La conversation continue, les minutes s'écoulent comme si nous n'avions jamais été séparées. Je me revois enfant jouer aux cartes, discuter, grignoter des pâtisseries que tu achètes pour moi sans que tu en aies l'argent.

- « Tiens ! j'y pense : et ta collection de coquillages ? 

- Tu ne les as pas remarqués ? ils n'ont pas bougé. 

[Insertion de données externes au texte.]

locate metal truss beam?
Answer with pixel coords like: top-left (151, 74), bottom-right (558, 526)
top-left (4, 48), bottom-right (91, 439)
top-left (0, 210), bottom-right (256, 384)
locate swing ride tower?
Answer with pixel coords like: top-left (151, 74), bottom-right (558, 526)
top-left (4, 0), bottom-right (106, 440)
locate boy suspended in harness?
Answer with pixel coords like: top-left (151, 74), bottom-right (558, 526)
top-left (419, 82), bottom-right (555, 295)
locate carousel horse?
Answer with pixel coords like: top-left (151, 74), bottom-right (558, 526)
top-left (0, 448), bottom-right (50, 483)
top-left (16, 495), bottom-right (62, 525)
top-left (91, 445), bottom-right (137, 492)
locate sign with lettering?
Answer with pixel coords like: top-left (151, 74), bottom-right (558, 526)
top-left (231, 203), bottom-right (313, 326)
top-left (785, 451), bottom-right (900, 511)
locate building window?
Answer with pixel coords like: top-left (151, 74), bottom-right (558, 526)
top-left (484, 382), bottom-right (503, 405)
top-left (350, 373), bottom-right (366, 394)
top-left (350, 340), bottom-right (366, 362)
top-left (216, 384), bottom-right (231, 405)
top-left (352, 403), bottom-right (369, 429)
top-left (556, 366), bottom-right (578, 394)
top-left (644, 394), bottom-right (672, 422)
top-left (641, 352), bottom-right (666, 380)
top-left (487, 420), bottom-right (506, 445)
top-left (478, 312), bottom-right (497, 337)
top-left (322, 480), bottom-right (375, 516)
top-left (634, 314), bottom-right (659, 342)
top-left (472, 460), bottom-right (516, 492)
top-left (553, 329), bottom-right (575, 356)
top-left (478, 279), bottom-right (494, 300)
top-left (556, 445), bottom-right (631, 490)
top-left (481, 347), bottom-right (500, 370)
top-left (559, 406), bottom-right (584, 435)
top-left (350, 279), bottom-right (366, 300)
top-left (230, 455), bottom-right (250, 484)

- Ah ! c'est vrai ! t'en as des nouveaux ? 

- Pas un de plus, pas un de moins. Il y a que toi qui m'en offres un sublime à chaque fois que tu viens !

- Tout ce temps, j'ai gardé l'idée dans un coin de la tête : « la plus belle des nacres pour nos retrouvailles ». Une lutte impitoyable, une seule élue, indétrônable depuis cinq ans. » Je la dépose par-dessus un petit tas de cailloux. 

- « Oh ! elle est superbe, ces reflets, ces dessins !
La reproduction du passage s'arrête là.